Why Compare 1998 to 2017?
As I pondered trends from 1998, I concluded these things:
1. Change can feel slow, but we never stand still.
Year-to-year change can be so slow that we may fail to recognize when big change is around the corner. It takes a decade or more for dramatic change to start to become visible. In that time, some “trends” will morph into completely different technologies. Clearly CBT has morphed into the eLearning we currently have. The eLearning we have now is likely to morph into AI, VR, or AR… or something we cannot yet envision.
2. The influence of technology has touched every aspect of L&D.
It affects design, development, implementation, and tracking. It has also dramatically affected talent development. No area is untouched. The skill sets of today’s L&D professionals include technical abilities those in the 1990s would have not even imagined.
3. Despite the evolution of technology, the “what” of training has remained very stable… with a few twists.
The 1990s marked the dawn of technology in the workplace as we now know it. This meant a ton of training on how to use a computer or how to use software. We don’t need that today. However, managerial training remains a constant as does compliance, product, and process training.

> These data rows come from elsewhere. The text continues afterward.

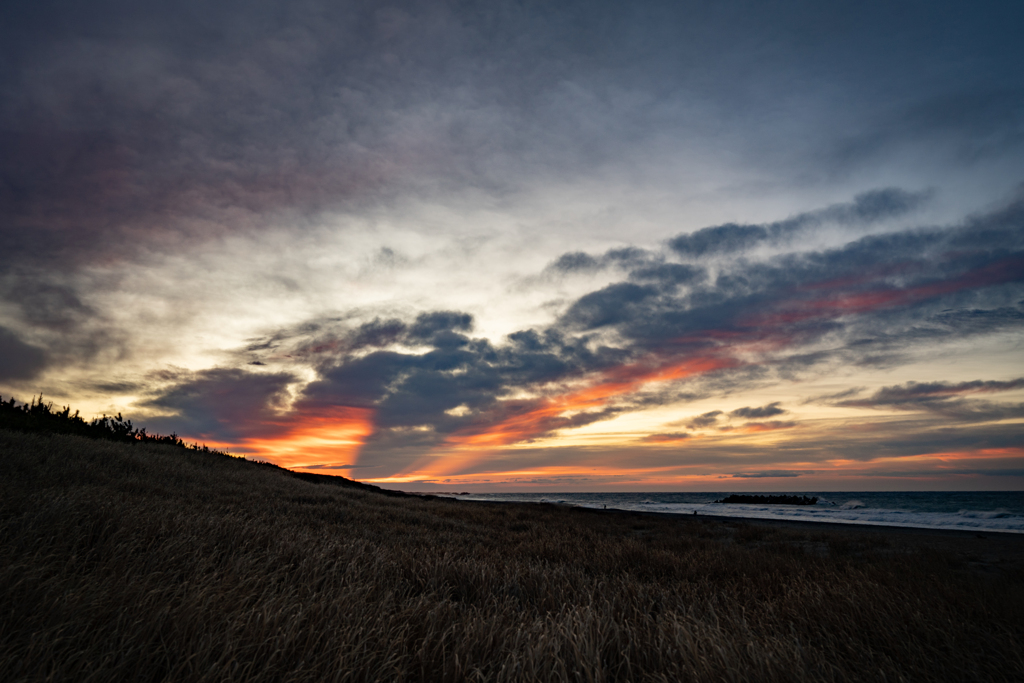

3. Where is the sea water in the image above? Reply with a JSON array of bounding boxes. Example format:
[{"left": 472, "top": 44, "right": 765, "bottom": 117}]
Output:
[{"left": 448, "top": 492, "right": 1024, "bottom": 533}]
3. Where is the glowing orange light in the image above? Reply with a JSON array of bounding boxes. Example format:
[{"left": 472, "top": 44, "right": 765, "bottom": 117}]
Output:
[{"left": 185, "top": 405, "right": 374, "bottom": 470}]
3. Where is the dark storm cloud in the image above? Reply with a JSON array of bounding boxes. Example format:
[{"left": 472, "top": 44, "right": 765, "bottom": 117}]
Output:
[
  {"left": 669, "top": 187, "right": 931, "bottom": 257},
  {"left": 0, "top": 327, "right": 47, "bottom": 380},
  {"left": 729, "top": 401, "right": 785, "bottom": 420},
  {"left": 142, "top": 368, "right": 297, "bottom": 440},
  {"left": 144, "top": 189, "right": 1024, "bottom": 454},
  {"left": 730, "top": 470, "right": 813, "bottom": 479},
  {"left": 546, "top": 247, "right": 655, "bottom": 274},
  {"left": 836, "top": 379, "right": 1024, "bottom": 422},
  {"left": 686, "top": 411, "right": 722, "bottom": 429},
  {"left": 840, "top": 379, "right": 1024, "bottom": 407}
]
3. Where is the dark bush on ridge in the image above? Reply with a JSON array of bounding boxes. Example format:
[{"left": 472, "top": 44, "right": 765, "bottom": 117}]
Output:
[
  {"left": 0, "top": 394, "right": 216, "bottom": 453},
  {"left": 0, "top": 429, "right": 1024, "bottom": 683}
]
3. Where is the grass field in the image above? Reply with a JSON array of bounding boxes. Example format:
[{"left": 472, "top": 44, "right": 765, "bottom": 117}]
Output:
[{"left": 0, "top": 431, "right": 1024, "bottom": 681}]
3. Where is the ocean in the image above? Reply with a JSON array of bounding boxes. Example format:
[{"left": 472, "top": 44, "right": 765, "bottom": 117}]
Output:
[{"left": 446, "top": 492, "right": 1024, "bottom": 533}]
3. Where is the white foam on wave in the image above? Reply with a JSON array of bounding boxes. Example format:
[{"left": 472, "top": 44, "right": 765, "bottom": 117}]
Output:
[{"left": 608, "top": 501, "right": 1024, "bottom": 533}]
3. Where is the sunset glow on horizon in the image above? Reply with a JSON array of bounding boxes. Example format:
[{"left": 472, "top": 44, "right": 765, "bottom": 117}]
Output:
[{"left": 0, "top": 0, "right": 1024, "bottom": 492}]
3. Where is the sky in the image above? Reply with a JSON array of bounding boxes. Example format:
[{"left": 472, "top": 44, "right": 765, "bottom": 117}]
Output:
[{"left": 0, "top": 0, "right": 1024, "bottom": 492}]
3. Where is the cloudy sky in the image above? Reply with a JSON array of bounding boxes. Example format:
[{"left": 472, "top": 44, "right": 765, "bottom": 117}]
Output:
[{"left": 0, "top": 0, "right": 1024, "bottom": 490}]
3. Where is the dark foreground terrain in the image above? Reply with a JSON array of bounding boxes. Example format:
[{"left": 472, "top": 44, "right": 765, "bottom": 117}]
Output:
[{"left": 0, "top": 431, "right": 1024, "bottom": 681}]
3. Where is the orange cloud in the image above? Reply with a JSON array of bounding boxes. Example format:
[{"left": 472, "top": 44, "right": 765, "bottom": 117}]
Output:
[
  {"left": 446, "top": 356, "right": 737, "bottom": 447},
  {"left": 190, "top": 405, "right": 374, "bottom": 470}
]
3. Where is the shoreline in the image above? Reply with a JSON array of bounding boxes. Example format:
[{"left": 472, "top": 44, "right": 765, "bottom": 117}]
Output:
[{"left": 449, "top": 499, "right": 1024, "bottom": 579}]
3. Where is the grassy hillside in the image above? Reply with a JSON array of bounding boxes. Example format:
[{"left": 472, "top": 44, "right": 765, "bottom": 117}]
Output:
[{"left": 0, "top": 431, "right": 1024, "bottom": 681}]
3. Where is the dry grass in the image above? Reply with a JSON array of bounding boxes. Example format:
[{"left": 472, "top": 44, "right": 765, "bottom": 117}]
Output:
[{"left": 0, "top": 431, "right": 1024, "bottom": 681}]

Finally, in answer to the question I posed at the start of this post: yes, trends DO matter. We need to pay attention to them. What starts as a trend – with only 1% or 2% of early adopters using a process, tool, or technology – does find its way into the mainstream. But it may take a while (virtual reality and augmented reality have actually been on the landscape for a decade). I started attending to games and gamification in 2008 and it is now close to mainstream in 2017. Eventually, however, these early trends become the way we do things. What is novel today becomes the norm tomorrow.